GAGE is a unified, extensible evaluation framework designed for large language models, multimodal (omni, robot) models, audio models and diffusion models. It is a high-performance evaluation engine built for ultra-fast execution, scalability, and flexibility, providing a unified framework for AI model evaluation, agent-based benchmarking, and game arena evaluation.

✨ Why GAGE?

  • 🚀 Fastest Evaluation Engine: Built for speed. GAGE fully utilizes GPU and CPU resources to run evaluations as fast as possible, scaling smoothly from single-machine testing to million-sample, multi-cluster runs.

  • 🔗 All-in-one Evaluation Interface: Evaluate any dataset × any model with minimal glue code. GAGE provides a unified abstraction over datasets, models, metrics, and runtimes, allowing new benchmarks or model backends to be onboarded in minutes.

  • 🔌 Extensible (Game & Agent) Sandbox: Natively supports game-based evaluation, agent environments, GUI interaction sandboxes, and tool-augmented tasks. All environments run under the same evaluation engine, making it easy to benchmark LLMs, multimodal models, and agents in a unified way.

  • 🧩 Inheritance-Driven Extensibility: Easily extend existing benchmarks by inheriting and overriding only what you need. Add new datasets, metrics, or evaluation logic without touching the core framework or rewriting boilerplate code.

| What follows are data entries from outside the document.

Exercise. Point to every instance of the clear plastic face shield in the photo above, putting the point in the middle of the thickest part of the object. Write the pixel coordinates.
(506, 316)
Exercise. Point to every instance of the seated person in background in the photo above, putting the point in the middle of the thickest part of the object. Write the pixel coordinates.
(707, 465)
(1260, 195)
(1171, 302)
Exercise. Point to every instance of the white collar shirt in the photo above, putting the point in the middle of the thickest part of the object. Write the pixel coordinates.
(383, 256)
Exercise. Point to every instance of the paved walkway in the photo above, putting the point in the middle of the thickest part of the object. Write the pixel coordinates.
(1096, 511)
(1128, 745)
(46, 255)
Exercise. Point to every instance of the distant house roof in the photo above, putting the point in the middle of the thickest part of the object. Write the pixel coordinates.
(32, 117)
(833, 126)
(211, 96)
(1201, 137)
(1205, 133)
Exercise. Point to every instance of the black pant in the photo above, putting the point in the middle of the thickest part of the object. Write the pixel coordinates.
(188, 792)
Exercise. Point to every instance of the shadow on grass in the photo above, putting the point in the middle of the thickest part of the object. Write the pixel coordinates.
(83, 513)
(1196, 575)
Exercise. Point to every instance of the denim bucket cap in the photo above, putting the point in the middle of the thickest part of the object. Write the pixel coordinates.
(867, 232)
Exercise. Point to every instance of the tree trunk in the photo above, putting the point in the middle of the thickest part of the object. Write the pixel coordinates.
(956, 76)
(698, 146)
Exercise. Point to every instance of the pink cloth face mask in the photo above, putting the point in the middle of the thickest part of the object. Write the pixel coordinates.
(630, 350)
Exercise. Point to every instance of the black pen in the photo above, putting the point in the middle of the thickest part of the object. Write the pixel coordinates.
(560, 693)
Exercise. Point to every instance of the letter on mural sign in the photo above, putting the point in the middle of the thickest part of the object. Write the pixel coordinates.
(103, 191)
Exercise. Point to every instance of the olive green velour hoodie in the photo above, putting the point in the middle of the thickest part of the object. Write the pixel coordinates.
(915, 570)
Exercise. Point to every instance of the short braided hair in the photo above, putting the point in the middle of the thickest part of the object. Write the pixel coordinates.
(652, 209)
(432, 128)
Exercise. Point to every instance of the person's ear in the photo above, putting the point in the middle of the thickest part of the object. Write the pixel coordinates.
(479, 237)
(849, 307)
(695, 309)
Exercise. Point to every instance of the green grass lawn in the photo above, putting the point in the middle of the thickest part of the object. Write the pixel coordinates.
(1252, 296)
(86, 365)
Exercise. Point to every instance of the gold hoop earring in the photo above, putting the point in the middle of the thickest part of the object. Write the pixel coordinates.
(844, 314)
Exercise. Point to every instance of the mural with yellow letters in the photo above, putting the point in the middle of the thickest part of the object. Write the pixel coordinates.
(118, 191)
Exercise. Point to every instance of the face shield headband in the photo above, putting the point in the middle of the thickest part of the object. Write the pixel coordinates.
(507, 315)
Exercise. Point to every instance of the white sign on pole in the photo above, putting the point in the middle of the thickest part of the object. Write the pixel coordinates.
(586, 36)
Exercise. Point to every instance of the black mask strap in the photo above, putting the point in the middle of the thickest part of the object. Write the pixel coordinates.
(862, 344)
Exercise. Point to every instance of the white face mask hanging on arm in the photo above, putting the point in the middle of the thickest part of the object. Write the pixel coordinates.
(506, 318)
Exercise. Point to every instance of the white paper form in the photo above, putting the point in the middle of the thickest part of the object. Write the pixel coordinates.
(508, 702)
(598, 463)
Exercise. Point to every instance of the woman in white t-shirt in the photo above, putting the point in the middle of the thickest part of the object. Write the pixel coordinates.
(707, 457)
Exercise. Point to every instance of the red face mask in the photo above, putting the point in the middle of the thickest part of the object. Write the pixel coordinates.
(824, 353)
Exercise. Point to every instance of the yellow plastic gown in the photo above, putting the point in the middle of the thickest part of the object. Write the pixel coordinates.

  • 📡 Enterprise Observability: More than logs. GAGE provides real-time metrics and visibility into each evaluation stage, making it easy to monitor runs and quickly identify performance bottlenecks or failures.

🧭 Design Overview

Core Design Philosophy: Everything is a Step, Everything is configurable.

Architecture Design

End-to-end flow

Orchestration Design

Step view

GameArena Design

GameArena overview

🚀 Quick Start

1. Installation

# If you're in a mono-repo root, run: cd gage-eval-main
# Python 3.10+ recommended
python -m venv .venv
source .venv/bin/activate
pip install -r requirements.txt

2. Run Demo

# Run Echo demo (No GPU required, uses Dummy Backend)
python run.py \
  --config config/run_configs/demo_echo_run_1.yaml \
  --output-dir runs \
  --run-id demo_echo

3. View Reports

Default output structure:

runs/<run_id>/
  events.jsonl  # Detailed event logs
  samples.jsonl # Samples with inputs and outputs
  summary.json  # Final score summary

📖 Advanced Configurations

Scenario Config Example Description
Basic QA config/custom/piqa_qwen3.yaml Text multiple-choice (PIQA)
LLM Judge config/custom/single_task_local_judge_qwen.yaml Use local LLM for grading
Game Arena config/custom/gomoku_human_vs_llm.yaml Gomoku Human vs LLM match
Code Gen config/custom/swebench_pro_smoke.yaml SWE-bench (requires Docker, experimental)

🗺️ Roadmap

  • 🤖 Agent Evaluation: Add native agent benchmarking support with tool-use traces, trajectory scoring, and safety checks.
  • 🎮 GameArena Expansion: Grow the game catalog and add richer rulesets, schedulers, and evaluation metrics.
  • 🛠️ Gage-Client: A dedicated client tool focused on streamlined configuration management, failure diagnostics, and benchmark onboarding.
  • 🌐 Distributed Inference: Introduce RoleType Controller architecture to support multi-node task sharding and load balancing for massive runs.
  • 🚀 Benchmark Expansion: Continuous growth of the evaluation suite across diverse domains with out-of-the-box configs and guidance.

⚠️ Status

This project is in internal validation; APIs, configs, and docs may change rapidly.